Open ydneysay opened 3 years ago
Hi @ydneysay
Could you provide a minimal example to reproduce this issue?
Hi,
I have a similar issue. I used the high level pruner "MagnitudePruner" for Mask-rcnn pruning, with iterative_steps = 1
. The number of model paramers is reducec from 44M to 15.5M.
However, the inference after pruning is getting slower.
Hi,
I have a similar issue. I used the high level pruner "MagnitudePruner" for Mask-rcnn pruning, with
iterative_steps = 1
. The number of model paramers is reducec from 44M to 15.5M.However, the inference after pruning is getting slower.
Hi, Have you solved this problem? Now I have a similar problem. The inference time has not changed after pruning.

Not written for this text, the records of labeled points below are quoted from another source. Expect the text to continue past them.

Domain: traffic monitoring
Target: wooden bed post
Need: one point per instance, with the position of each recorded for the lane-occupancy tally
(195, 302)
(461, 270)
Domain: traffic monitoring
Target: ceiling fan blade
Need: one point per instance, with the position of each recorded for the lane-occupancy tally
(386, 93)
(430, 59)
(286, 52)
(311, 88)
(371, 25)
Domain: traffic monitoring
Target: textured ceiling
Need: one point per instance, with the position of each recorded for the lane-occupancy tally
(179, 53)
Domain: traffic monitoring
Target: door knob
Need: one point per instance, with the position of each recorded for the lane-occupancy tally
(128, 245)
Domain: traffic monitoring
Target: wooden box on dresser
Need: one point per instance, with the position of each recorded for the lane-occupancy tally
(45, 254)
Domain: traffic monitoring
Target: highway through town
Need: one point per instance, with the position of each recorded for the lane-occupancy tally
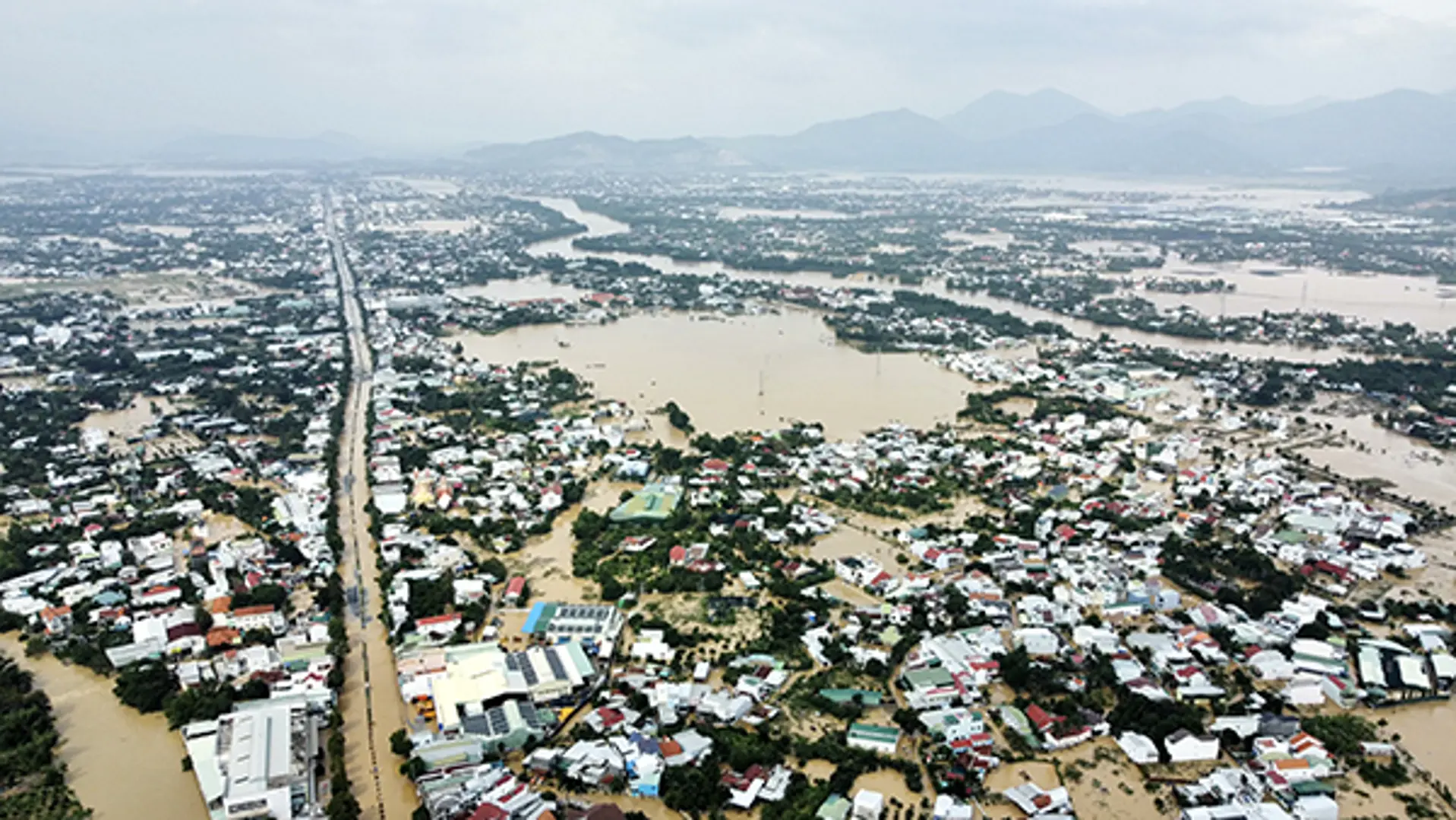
(368, 717)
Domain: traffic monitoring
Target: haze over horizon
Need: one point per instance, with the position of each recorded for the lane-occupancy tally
(436, 71)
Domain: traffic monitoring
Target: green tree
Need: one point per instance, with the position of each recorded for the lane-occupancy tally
(144, 686)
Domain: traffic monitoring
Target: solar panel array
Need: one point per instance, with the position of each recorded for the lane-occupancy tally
(500, 724)
(555, 666)
(529, 714)
(526, 669)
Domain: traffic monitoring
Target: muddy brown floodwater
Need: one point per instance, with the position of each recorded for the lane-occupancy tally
(599, 225)
(741, 374)
(122, 765)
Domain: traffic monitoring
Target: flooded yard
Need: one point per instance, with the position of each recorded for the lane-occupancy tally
(740, 374)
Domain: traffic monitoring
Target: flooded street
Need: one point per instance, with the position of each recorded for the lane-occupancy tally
(740, 374)
(122, 765)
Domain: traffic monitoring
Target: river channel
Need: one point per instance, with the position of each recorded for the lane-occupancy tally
(599, 225)
(122, 765)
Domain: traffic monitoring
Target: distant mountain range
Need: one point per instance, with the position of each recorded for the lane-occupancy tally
(1401, 137)
(1053, 133)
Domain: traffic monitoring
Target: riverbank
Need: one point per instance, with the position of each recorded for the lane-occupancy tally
(122, 764)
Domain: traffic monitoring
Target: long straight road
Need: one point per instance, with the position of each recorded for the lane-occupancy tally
(370, 699)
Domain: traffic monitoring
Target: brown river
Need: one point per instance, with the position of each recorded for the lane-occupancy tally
(1356, 303)
(122, 765)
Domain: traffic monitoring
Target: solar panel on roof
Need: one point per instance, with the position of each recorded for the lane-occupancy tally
(525, 663)
(498, 723)
(529, 715)
(555, 666)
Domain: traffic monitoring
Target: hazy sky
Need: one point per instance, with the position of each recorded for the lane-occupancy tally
(440, 71)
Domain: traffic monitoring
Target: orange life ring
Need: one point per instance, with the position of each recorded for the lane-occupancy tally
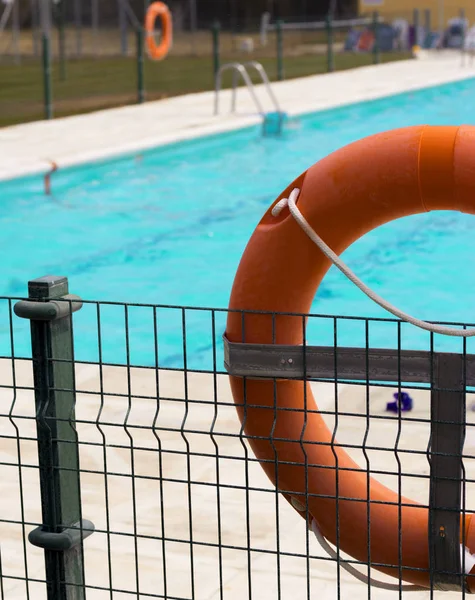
(158, 10)
(352, 191)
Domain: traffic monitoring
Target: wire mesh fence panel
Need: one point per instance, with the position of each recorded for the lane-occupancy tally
(166, 498)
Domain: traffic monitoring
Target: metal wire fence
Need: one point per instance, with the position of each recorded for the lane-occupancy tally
(126, 479)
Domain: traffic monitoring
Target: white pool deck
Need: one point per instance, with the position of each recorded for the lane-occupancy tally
(27, 149)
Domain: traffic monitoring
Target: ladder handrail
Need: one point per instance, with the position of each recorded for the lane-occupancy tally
(265, 80)
(239, 69)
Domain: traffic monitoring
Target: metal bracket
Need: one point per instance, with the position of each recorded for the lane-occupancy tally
(48, 311)
(262, 361)
(67, 539)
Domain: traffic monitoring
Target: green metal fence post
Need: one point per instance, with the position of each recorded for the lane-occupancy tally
(376, 52)
(280, 50)
(330, 52)
(427, 20)
(140, 66)
(417, 22)
(49, 310)
(59, 12)
(215, 31)
(48, 104)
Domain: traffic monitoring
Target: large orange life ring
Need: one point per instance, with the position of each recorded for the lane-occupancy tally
(158, 10)
(352, 191)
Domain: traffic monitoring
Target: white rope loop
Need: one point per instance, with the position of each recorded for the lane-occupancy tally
(290, 202)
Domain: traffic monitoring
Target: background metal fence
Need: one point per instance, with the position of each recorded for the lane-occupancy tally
(93, 58)
(123, 480)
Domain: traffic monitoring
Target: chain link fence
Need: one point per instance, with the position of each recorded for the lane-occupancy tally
(126, 473)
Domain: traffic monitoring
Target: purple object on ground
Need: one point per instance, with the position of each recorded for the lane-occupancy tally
(402, 402)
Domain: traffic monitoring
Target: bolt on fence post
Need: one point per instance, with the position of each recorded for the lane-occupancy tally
(215, 31)
(280, 50)
(140, 66)
(330, 54)
(48, 105)
(376, 52)
(49, 310)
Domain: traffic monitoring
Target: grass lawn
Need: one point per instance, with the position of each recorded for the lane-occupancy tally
(95, 83)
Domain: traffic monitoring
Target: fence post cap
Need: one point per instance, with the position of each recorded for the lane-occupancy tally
(49, 286)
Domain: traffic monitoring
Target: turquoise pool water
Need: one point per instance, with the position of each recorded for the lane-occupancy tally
(170, 229)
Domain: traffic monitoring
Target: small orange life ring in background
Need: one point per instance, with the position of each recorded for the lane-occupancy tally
(158, 10)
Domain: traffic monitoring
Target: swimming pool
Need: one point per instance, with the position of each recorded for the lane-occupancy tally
(169, 227)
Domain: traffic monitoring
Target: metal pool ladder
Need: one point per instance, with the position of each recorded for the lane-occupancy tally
(240, 69)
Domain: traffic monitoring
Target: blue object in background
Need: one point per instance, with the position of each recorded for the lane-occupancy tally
(402, 402)
(274, 123)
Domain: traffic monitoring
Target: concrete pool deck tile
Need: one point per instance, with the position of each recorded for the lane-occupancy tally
(28, 148)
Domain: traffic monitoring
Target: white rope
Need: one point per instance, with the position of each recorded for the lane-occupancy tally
(297, 215)
(393, 587)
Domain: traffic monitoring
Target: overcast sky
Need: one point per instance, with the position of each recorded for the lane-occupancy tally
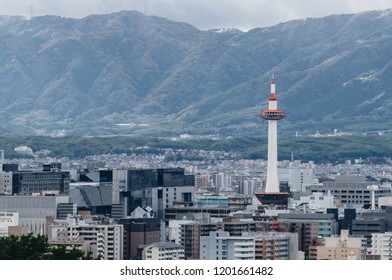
(203, 14)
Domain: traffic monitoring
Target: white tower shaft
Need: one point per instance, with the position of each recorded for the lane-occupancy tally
(272, 168)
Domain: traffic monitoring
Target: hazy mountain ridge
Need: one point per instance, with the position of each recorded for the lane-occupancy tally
(84, 76)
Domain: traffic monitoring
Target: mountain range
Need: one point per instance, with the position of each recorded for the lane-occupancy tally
(129, 74)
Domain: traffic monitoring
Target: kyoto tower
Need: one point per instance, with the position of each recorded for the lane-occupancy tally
(272, 194)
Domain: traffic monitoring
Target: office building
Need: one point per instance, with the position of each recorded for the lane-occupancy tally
(382, 245)
(33, 210)
(138, 232)
(102, 234)
(159, 188)
(163, 251)
(343, 247)
(219, 245)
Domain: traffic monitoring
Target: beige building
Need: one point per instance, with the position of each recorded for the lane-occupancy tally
(382, 245)
(342, 248)
(163, 251)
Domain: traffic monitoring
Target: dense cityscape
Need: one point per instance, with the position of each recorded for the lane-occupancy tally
(205, 202)
(147, 206)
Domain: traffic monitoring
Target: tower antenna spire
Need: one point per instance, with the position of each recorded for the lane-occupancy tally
(272, 195)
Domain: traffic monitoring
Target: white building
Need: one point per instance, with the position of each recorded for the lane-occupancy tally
(5, 183)
(316, 202)
(382, 245)
(33, 210)
(8, 219)
(163, 251)
(219, 245)
(174, 230)
(105, 236)
(297, 177)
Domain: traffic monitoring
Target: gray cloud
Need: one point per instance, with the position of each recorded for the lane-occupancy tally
(204, 14)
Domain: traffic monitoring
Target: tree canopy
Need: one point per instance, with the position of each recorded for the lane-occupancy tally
(30, 247)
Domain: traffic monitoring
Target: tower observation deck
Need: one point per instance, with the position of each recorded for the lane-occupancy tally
(272, 194)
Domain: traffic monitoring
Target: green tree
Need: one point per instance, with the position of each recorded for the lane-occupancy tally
(30, 247)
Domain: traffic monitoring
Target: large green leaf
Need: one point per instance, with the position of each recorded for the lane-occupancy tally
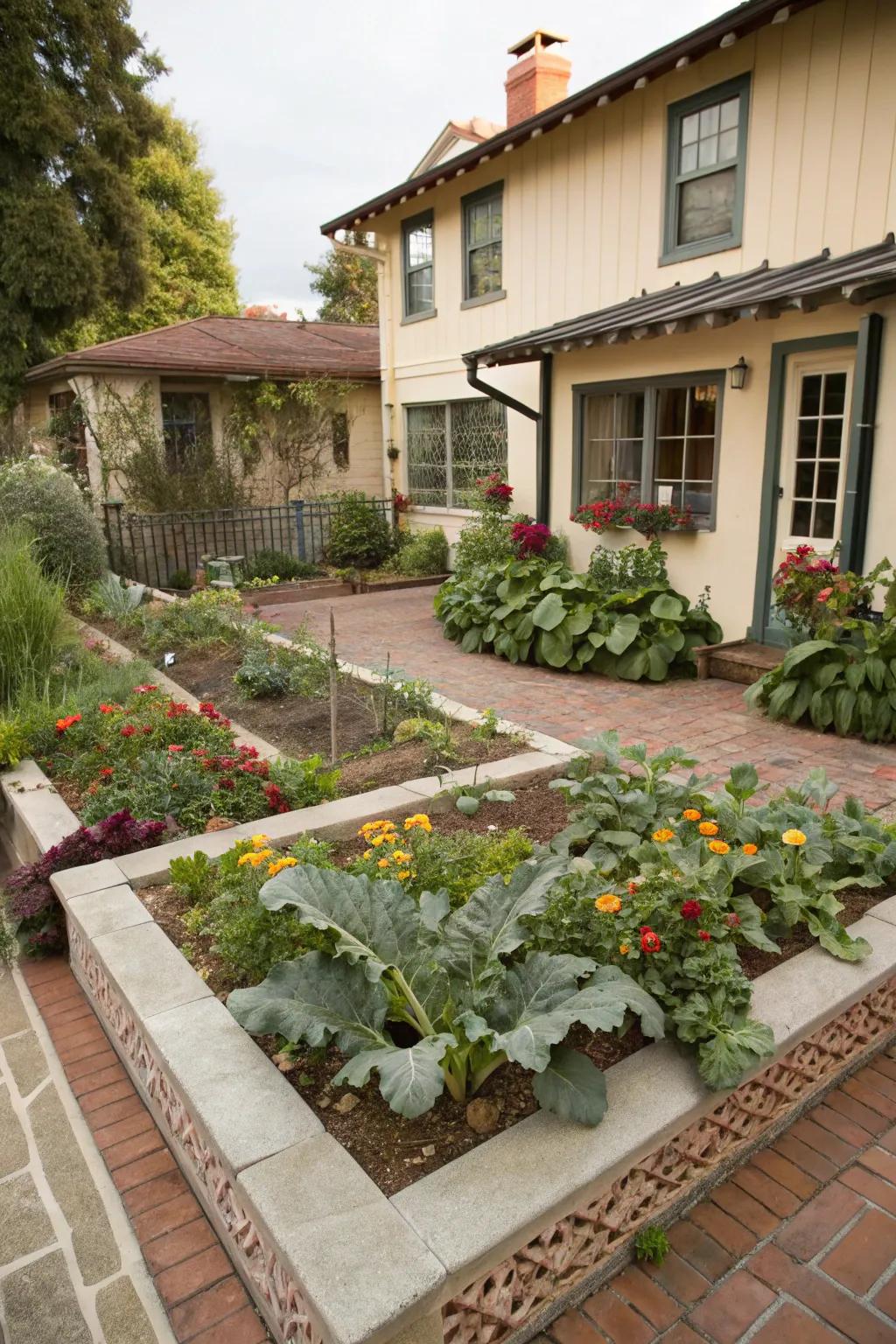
(411, 1078)
(572, 1088)
(489, 925)
(550, 612)
(315, 999)
(375, 920)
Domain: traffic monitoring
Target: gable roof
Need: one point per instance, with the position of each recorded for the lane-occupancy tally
(734, 23)
(718, 301)
(233, 346)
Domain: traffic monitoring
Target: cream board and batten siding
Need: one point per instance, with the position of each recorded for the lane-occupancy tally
(584, 218)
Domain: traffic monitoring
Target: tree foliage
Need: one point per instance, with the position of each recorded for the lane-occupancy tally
(346, 284)
(190, 272)
(74, 116)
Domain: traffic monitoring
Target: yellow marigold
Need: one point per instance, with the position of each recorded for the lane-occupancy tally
(286, 862)
(421, 820)
(794, 836)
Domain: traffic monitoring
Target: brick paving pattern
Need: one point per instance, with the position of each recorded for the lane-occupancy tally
(797, 1248)
(708, 718)
(206, 1301)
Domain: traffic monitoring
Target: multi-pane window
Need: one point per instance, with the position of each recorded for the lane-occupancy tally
(820, 456)
(416, 252)
(707, 167)
(449, 446)
(482, 241)
(186, 424)
(662, 438)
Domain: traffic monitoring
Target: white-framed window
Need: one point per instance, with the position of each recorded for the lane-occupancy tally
(451, 445)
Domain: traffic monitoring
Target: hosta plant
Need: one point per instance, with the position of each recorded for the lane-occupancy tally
(424, 996)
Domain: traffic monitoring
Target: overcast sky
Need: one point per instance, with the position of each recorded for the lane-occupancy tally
(308, 109)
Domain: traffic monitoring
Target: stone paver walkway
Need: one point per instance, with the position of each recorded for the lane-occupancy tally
(798, 1248)
(82, 1195)
(708, 718)
(70, 1266)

Hello, if your model cannot fully utilize GPUs (less than 100%), width pruning may not lead to a significant acceleration of your model. In this case, increasing the batch size can show some improvements in speed.
@ydneysay @Zhiwei-Zhai @kewang-seu Hi, have you solved the problem? In my case, the inference time increased after pruning.
The memory of my pytorch model increases after I save it to my directory using torch.save(). Also, the inference of my model does not really speed up. Shouldn't it decrease the memory and increase inference since it is structured pruning?